Seperti selalu ia bilang, "Aku ini hanyalah wanita dari Desa Padas!"
Entah kenapa, minggu-minggu ini Juminten merasa dikelilingi oleh berbagai kejadian yang mirip antara satu dengan yang lainnya.
Juminten teringat kejadian kemarin waktu dia pergi ke Ciputra Mal. Ketika sedang turun melalui tangga berjalan, di hadapannya terdapat seorang ibu dan anak perempuannya yang masih kecil. Ibu itu berdiri di depan, anaknya di belakang bersama seorang baby sitter.
Anak ini memegang kantong makanan ringan yang sudah dibuka di tangan kirinya. Agak kerepotan juga karena lengan kirinya dipegangi sang baby siter. Tangan kanannya berusaha memegangi kantong makanan ringan tersebut.

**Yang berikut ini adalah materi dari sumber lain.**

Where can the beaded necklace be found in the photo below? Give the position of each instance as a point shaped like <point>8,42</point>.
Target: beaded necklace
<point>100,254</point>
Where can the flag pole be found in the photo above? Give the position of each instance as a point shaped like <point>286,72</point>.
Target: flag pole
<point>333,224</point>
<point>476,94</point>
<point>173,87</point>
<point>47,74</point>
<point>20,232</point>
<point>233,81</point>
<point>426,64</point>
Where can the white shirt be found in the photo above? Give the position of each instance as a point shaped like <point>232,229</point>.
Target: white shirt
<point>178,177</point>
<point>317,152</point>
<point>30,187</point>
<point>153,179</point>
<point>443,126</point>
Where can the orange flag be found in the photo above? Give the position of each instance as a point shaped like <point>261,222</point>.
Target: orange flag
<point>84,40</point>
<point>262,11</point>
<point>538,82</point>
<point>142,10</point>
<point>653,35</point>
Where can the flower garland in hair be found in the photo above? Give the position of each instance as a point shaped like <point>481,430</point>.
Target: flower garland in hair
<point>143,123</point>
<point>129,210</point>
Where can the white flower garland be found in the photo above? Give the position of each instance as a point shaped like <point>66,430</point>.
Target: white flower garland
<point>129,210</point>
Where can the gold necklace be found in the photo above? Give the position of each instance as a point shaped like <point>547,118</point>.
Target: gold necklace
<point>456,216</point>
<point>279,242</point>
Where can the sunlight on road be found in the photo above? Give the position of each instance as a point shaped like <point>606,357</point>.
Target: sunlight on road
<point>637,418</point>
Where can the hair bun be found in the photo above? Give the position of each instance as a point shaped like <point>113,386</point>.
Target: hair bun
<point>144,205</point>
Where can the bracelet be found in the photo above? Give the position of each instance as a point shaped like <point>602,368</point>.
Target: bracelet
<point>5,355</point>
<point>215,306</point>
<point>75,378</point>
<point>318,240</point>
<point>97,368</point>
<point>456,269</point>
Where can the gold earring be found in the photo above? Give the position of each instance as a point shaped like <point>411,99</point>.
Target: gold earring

Ibunya kemudian menoleh ke belakang dan berkata, ”Sini kantong makanannya, ibu bawakan. Biar tidak repot.”
Anak itu ragu-ragu sejenak. Tapi setelah berpikir sebentar, dia mengulurkan tangannya sambil berkata: ”Jangan dimakan!”.
“Nggak dong, Nak”, kata ibunya.
Anak itu percaya perkataan ibunya dan menyerahkan kantong makanannya. Tapi Juminten kaget ketika melihat sang ibu langsung mengambil dan memakannya. Anak kecil itu berteriak:
”Jangan dimakan!” si ibu hanya tertawa.
Sesampainya di bawah, anak kecil tadi merebut kembali kantong makanan dari tangan ibunya sambil marah-marah. Yang membuat Juminten sedih, Juminten melihat ekspresi kekecewaan dalam diri anak tersebut.
Janji ibunya yang dipercayainya, ternyata tidak ditepati. Mungkin bagi sang ibu, kejadian itu dianggap lucu. Tapi bagi si anak, hatinya luka dan kecewa.
Apa arti sebuah janji kalau tidak bisa dipercaya? Kalau lain kali ibunya berjanji seperti itu lagi, apakah anaknya bisa percaya?
Juminten teringat ketika dia dulu masih kecil. Kebetulan Juminten senang ilmu bela diri. Juminten memiliki seorang paman yang sangat baik. Suatu kali pamannya ini membicarakan ilmu bela diri Juminten. Pamannya kemudian ingin mengukur kekuatan pukulan Juminten.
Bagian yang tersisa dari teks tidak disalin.